Сама деятельность музыкантов в Берлине протекала в не­благоприятной, душной обстановке прусского двора. Неудиви­тельно, что им было легче рассуждать о музыке, чем писать ее. Фридрих II, бывший музыкальным дилетантом (он играл на флейте), весьма по-своему «покровительствовал» развитию светской музыкальной культуры, не терпел церковной музыки и не выносил немецких певцов. Его личные вкусы и мелочная опека тормозили развитие новых направлений музыкального искусства, которые — в то время — стимулировались самой эпо­хой Просвещения. И чем крупнее, чем самостоятельнее оказы­вался придворный музыкант, тем меньше возможностей у него становилось быть понятым при дворе. Ф. Э. Бах так и не завоевал за многие годы достойного признания, хотя создал в Берлине множество произведений и опубликовал свой вы­дающийся труд «Опыт истинного искусства игры на клавире» (1753 — 1762). Если же говорить о творческих образцах для

него, то вряд ли он хоть в какой-то мере мог найти их в Берлине.

Симфоническое творчество берлинцев развивалось еще по преимуществу в тесной связи с оперой: их симфонии еще не преодолели «увертюрного» этапа и возникали в большинстве как вступления к итальянским операм. Правда, в медленных частях симфоний уже проступают и у них черты сентименталь­ной лирики — знамение времени. В целом же симфонический цикл не достигает самостоятельности, свойственной творчеству мангеймцев, да и не разрабатывается с подобной настойчи­востью. Камерный ансамбль и концертная симфония не всегда разграничены в творческом сознании берлинцев. Ф. Бенда, на­пример, писал симфонии-квартеты. Таким образом, о зрелости в понимании жанров говорить еще рано. Многочисленные ка­мерные ансамбли очень неровны по стилю: то близки ансамб­левой музыке старой манеры, то галантны или сентиментальны. Наиболее интересны скрипичные сонаты Бенды, который писал для своего инструмента. Скорее исторический, чем художест­венный интерес представляют сонаты Кванца для флейты. Об­разцы клавирной музыки берлинских композиторов обнаружи­вают очень большой стилевой разнобой: трудно представить, что простая, легкая, песенно-галантная сонатная композиция Нихельмана возникла в той же художественной среде, что и вязкие по фактуре, иногда имитационные по складу, внутрен­не фрагментарные сонатные циклы Бенды. Но как бы ни были различны творческие тенденции берлинцев того времени, Ф. Э. Бах не похож ни на кого из них: он идет своим путем и в итоге испытывает желание покинуть Берлин ради Гам­бурга, расширить сферу своей деятельности и освободиться от придворной зависимости.

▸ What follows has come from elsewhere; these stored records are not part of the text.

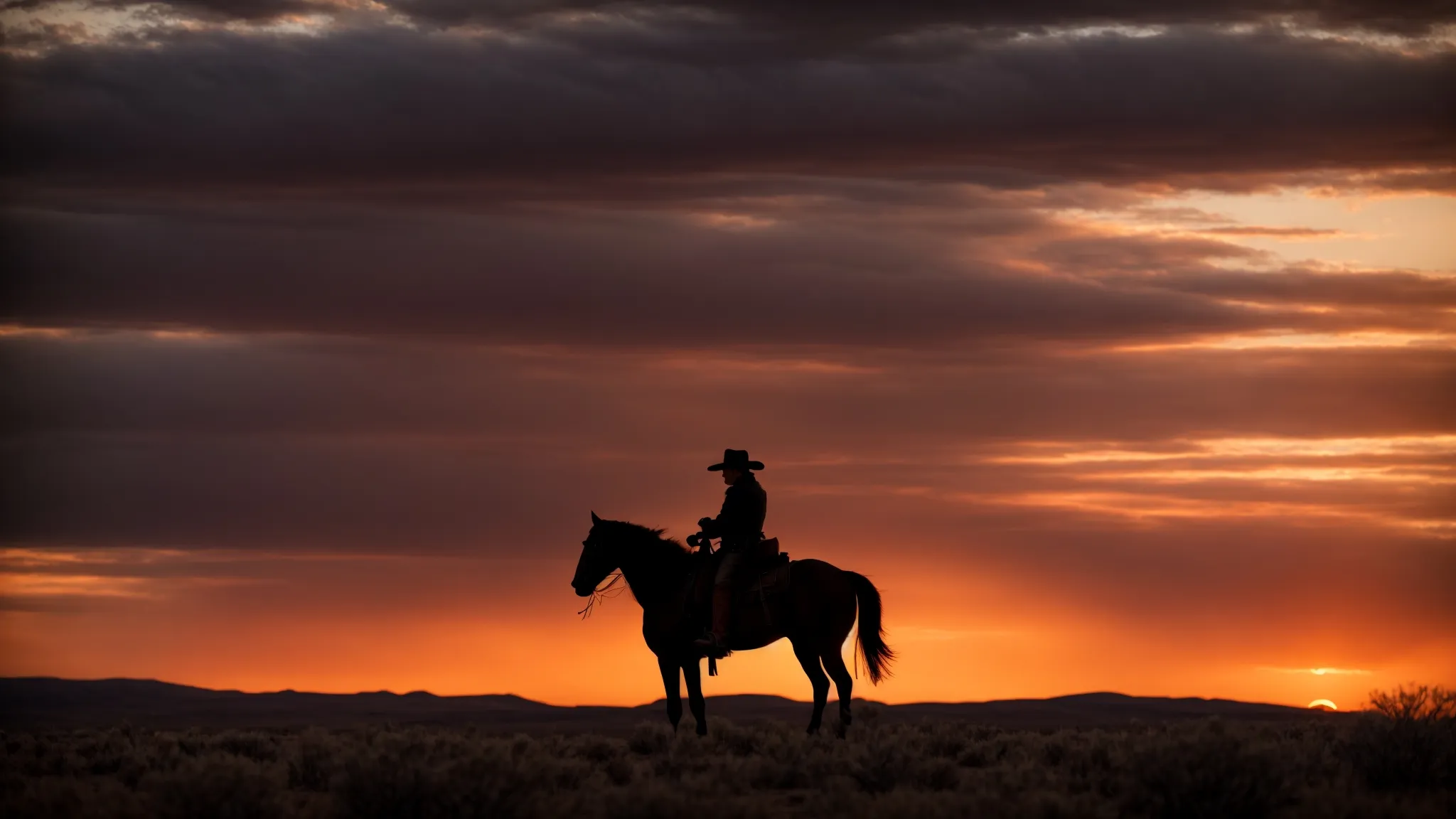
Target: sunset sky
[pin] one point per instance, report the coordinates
(1115, 341)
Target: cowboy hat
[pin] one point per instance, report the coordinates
(736, 459)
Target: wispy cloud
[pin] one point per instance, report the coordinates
(1321, 670)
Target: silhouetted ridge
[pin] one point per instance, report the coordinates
(51, 703)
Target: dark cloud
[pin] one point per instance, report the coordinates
(826, 19)
(839, 274)
(402, 105)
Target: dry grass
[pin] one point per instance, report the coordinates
(1396, 761)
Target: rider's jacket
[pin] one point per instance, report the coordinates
(740, 522)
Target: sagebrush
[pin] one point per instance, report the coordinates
(1210, 769)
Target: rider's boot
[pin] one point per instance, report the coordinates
(717, 640)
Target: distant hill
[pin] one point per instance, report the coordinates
(50, 703)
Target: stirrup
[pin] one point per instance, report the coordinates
(712, 646)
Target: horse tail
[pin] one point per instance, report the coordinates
(871, 636)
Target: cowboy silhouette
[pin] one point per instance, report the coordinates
(740, 525)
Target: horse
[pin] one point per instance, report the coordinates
(817, 612)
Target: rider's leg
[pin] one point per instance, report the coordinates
(722, 598)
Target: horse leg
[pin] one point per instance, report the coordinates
(675, 695)
(810, 660)
(695, 694)
(845, 684)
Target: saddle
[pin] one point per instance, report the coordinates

Единственно, что реально сближает его с берлинцами, это некоторые эстетические установки. Правда, и они не вполне совпадают у Ф. Э. Баха и его берлинских коллег, но все-таки не трудно ощутить, что «Опыт истинного искусства игры на клавире», хотя и полностью опирающийся на творческие прин­ципы самого композитора-исполнителя, возник в той же эсте­тической атмосфере, что и труды Марпурга, что и «Опыт обу­чения игре на флейте» (1752) Кванца. Берлинские теоретики последовательно опирались на учение об аффектах и полага­ли, что ведут борьбу против старомодного искусства барокко. При этом Марпург и Кирнбергер, занимавшиеся вопросами музыкальной композиции с интересом, в частности, к полифо­нии, в отличие от других своих коллег, ценили мастерство Иоганна Себастьяна Баха. Другие же берлинцы по существу стремились скорее забыть о прошлом своего искусства и овла­деть основами нового стиля, который представлялся им истинно современным, галантным и чувствительным, связанным с ясным гомофонным складом, певучей мелодией, не отяжеленной диссо­нансами гармонией и прозрачной фактурой. В инструменталь-

ной музыке они стояли за песенность мелодии. Практически же эта песенность носила у них то народнобытовой, то салонно-галантный характер: вероятно, они не очень ощущали эти раз­личия. В согласии с теорией аффектов они настаивали на един­стве аффекта в пьесе, даже если она достигала масштабов оперной увертюры или симфонии. Любопытно, что эта же мысль выражена в 1767 году таким выдающимся деятелем немецкого Просвещения, как Г. Э. Лессинг 11. Между тем композиторская практика уже с достаточной определенностью показывала, что даже в «предклассической» симфонии вызревают внутрен­ние образные контрасты, отличающие ее от ранее господст­вовавших инструментальных жанров. Берлинцы принципиально возражали против присутствия менуэта в симфонии, полагая, что он нарушает возвышенный характер композиции в целом. Рассуждая о природе нового стиля, они призывали к объеди­нению рационализма во французском духе с яркой эмоцио­нальностью итальянского типа. Интуитивно они ощущали, что новому искусству присущи и рационализм и чувствительность, что оно не чуждается достижений различных творческих школ. Но делали из этого слишком прямолинейные и механистиче­ские выводы, по существу оправдывая эклектику. В известной мере Ф. Э. Бах примыкает к берлинцам в своих теоретических воззрениях, поскольку является убежденным представителем учения об аффектах. Однако ни в теории, ни, тем более, в ху­дожественной практике он совсем не ограничен кругом их эсте­тических представлений.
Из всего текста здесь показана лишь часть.